The following is a Letter to the Editor published in the Sunday Plain Dealer. The title is theirs — “Keep guns out of day-card centers”. After the initial good feeling that my letter was published, I had this knot in my stomach. Really? This is what we’re arguing about? Guns in so many places already that we’re now debating the wisdom of allowing parents to carry loaded guns when they’re dropping off their children? …and please limit your letter to 200 words or under! There was much more I could have said on the ridiculousness to even consider that arrival and dismissal time needs to be made even crazier by adding loaded weapons into the mix. But it’s close to being law in our state and so it’s a serious (critical) issue.
Before I was a pastor, I directed a preschool at my church. The program grew to 300 families and cared for children 18 months old through kindergarten. It was from that experience that I answered a call to seminary and ordained ministry. And it was the years serving in local congregations that ultimately led me to speaking out about gun violence.

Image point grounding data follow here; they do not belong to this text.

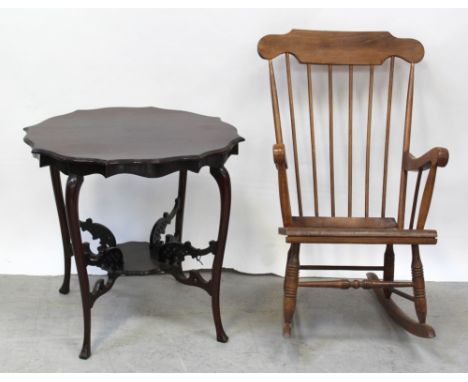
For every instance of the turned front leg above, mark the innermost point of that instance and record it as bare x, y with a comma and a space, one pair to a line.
418, 285
224, 184
72, 197
67, 250
290, 288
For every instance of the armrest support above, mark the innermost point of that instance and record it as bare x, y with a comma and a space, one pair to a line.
438, 156
279, 157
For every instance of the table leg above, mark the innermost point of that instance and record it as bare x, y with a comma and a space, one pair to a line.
67, 250
224, 184
72, 197
180, 211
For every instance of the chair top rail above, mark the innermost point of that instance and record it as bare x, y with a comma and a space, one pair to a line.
340, 48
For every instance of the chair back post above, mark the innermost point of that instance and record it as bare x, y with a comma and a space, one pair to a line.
406, 146
279, 152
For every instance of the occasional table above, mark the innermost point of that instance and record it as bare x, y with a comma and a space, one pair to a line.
148, 142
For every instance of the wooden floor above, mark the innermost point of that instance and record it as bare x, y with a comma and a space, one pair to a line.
154, 324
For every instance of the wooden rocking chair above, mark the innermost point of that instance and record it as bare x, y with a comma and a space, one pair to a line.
352, 49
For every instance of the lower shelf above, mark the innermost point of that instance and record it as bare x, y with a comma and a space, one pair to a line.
137, 259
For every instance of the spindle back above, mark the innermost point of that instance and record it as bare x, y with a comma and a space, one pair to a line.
330, 49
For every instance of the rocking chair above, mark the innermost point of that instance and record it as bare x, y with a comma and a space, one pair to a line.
351, 49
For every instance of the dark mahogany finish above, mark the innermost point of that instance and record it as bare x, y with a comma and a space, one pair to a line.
148, 142
369, 49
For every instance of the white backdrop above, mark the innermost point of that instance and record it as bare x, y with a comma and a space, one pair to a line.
55, 61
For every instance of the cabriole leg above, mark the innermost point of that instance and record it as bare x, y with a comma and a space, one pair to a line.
290, 288
67, 250
418, 285
72, 197
224, 184
389, 267
180, 211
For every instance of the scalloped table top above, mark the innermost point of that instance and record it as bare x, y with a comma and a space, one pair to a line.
126, 140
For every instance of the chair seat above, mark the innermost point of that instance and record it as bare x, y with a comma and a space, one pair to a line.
353, 230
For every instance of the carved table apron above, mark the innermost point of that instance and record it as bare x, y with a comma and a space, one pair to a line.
148, 142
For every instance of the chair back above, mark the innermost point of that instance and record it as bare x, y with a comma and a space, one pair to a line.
343, 56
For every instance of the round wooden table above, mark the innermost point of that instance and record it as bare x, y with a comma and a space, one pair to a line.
148, 142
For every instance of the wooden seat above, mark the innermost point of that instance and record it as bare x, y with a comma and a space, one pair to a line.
317, 54
353, 230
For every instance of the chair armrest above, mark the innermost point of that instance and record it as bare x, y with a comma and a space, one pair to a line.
438, 156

Here’s the letter (200 words exactly).
The Republican-controlled Ohio House voted overwhelmingly to allow concealed loaded guns in daycares. Recently I testified against this based on my experience as a preschool director. Rep. Ron Maag, Chair of the House State Government Committee, replied CCW carryholders should not be inconvenienced by not being allowed to carry their guns when dropping off their children. Any responsible parent knows it’s often difficult enough to deliver squirming and sometimes reluctant toddlers into the hands of caregivers without putting a lethal weapon into the mix. A loaded gun increases the danger not only to the child of the person carrying the gun but to all children within range.
Interestingly, the Statehouse is adding metal detectors and banning backpacks not because of any specific threat, but as part of their ongoing process of trying to keep the Statehouse as secure as possible. Does this make sense to anyone that children do not receive the same protection as legislators? This is far too dangerous to dismiss as irony. It is hypocrisy. Safety is not a privilege only for those who can vote to put others’ lives in jeopardy.
The Ohio Senate must realize this injustice and remedy it by voting HB 48 down.